19.6-8: We are not to judge, says VR, Lot's bargain by Western standards but: '... this procedure to which Lot resorted scarcely suited the sensibility of the ancient Israelite." Lot's compromise reveals the ambiguity in which he had lived for some time, whose decisions and acts are half formed.
19.9-14: The messengers reveal themselves to save Lot and the punishment is executed. The hearers were so unable to receive the message that it seemed ridiculous.
19.15-16: The drama of the narrative is gripping.
Even discounting the destruction of innocent women and children, VR does not get to grips with the unlikely arithmetic that ten or fewer men were innocent.
19.17-22: Because of its etiological orientation, where Yahweh speaks and is spoken to, this section is probably later than the preceding. It shifts the emphasis from the city's destruction to Lot's deliverance. "When a man is delivered from judgment it is a matter for God only." (p220). Lot is reluctant to go into the mountains. In 19.23 simultaneously: sunrise; arrival in Zoar; fire and brimstone.
19.23-25: Sodom remembered for all time by Israel as the icon of complete, disastrous divine judgment because it was thought that the catastrophe created the Dead Sea and a barren plain which had previously been fertile (cf. Deuteronomy 29.23; Isaiah 1.9, 13.19; Jeremiah 49.18, 50.40; Ezekiel 16.45 ff; Hosea 11.8; Amos 4.11; Zephaniah 2.9; Psalm 11.6; Lamentations 4.6). Gomorrah a later addition to harmonise traditions; we know nothing of it nor its behaviour.

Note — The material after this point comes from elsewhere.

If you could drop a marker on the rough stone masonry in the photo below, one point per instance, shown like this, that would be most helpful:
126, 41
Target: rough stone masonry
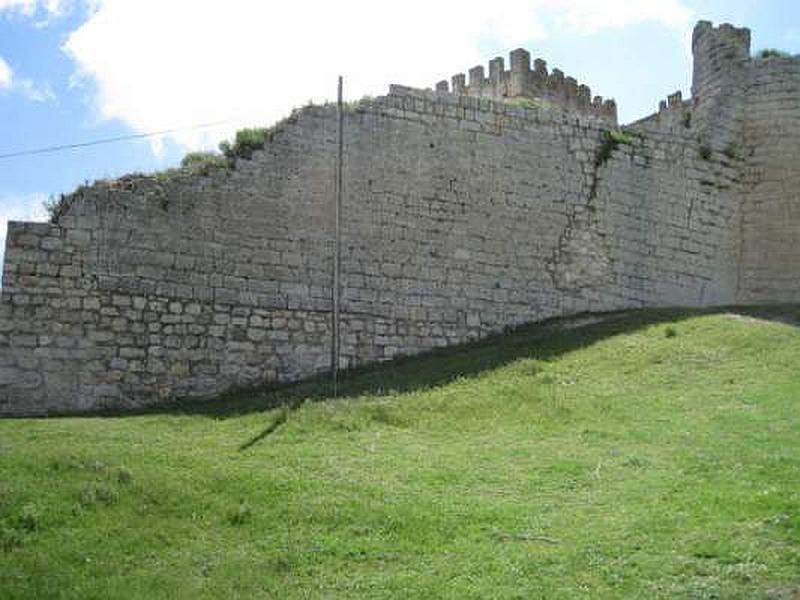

19.26: The death of Lot's wife may be topologically etiological, explaining the existence of salt pillars (cf. Josephus, Antiquities, I, 11, 4; Wisdom of Solomon 10.7).
19.27-28: Abraham returns precisely to where he bargained with God and looks on the smoke and ruin. VR seems not to have noticed God's apparent 'forgetting' of his promise to Abraham.
Thus, the masterly welding of originally heterogeneous material in Chapters 18 and 19 is completed.
19.29: This verse from P summarises and emphasises the role of Yahweh.